Written by: Ed Brubaker
Art by: Sean Phillips
Colouring by: Val Staples

I’m going to go ahead and assume that you’ve read my review of Volume 1 before coming here. As such, I’ll try to avoid covering the same ground.

This 440-page effort, another hardcover (again, I’m reviewing a PDF, visit your local comic shop to give it a feel for the quality, as long as you’ve washed your hands, of course), collects three more arcs of the Criminal saga. Image published Volume 3 last year: Volumes 1 and 2 are Image’s redux of previously published volumes. We get three more stories (again readable separate but part of the same large narrative for bonus flavour) and a stack of bonus bits.

Bad Night tells us about Jacob, the comic strip writer and counterfeiter from the very first Criminal story. Jacob recounts his brushes with the law amid a lousy situation where he’s coerced into making a fake FBI ID. I guess these are all cautionary tales to some extent, this one in part being ‘be careful where you put your penis’. I’ll leave the rest to the reading, but this is another excellent crime story from the team with some great references to other works. Sometimes you have to tip your hat what you see clever storytelling, and you will.

The Sinners brings back Tracy Lawless from the last volume, now working as a hitman for Sebastian Hyde. Tracy gets given a chance for a clean break – all he has to do is work out who is carrying out assassinations of people who should be untouchable. Simples. Except for the same problem as above, i.e. ‘be careful where you put your penis’, such as, not in your boss’s wife. And while he’s looking for answers, the US Army are looking for him. We get some crossed wires, some old associates, some more bent cops, a tricolore of gangsters and the Catholic church (insert your own joke here, readers) all contributing to Tracy’s absolute mess of a life. The layers of set-up are impressive, and of course, everyone involved believes in an eye for an eye, so we get quite the body count once again. You might find yourself checking back to see who’s who, but while it’s complex, it never feels convoluted.

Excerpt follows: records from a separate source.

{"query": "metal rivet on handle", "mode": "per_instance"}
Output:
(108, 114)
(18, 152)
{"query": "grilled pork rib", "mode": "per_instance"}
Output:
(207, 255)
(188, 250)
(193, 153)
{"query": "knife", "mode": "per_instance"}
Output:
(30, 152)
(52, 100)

Ed Brubaker describes The Last Of The Innocent as the work he is most proud of, and admits that there’s a little bit of autobiography weaved in there. The characters are analogous to retro teen comic tropes, and we get panels and the occasional full age of Archie style art for flashbacks, which is a great touch. Riley is back in small-town America, having lived in the big city for a while, and we see him meeting the old gang, and there’s plenty of reminiscing. And then his dad dies. Many people die in Criminal, but this is the only funeral we really see, and you might feel things. This story touches on a lot of little things about grieving that I’ve not seen in any media before. Aside from that, Riley is planning a murder, which I assume is either the non-autobiographical bit or a genius alibi. You’ll have to find out for yourself how that goes. You might not look at Archie the same way again.

As before, Criminal mixes up classic crime drama tropes with a touch of 70s cop show, gangster films and, at times, a touch of Sin City style noir. The protagonists are bad people you want to root for. The bad guys have motivations outside of being monsters. It’s well written, well drawn and well worth your time.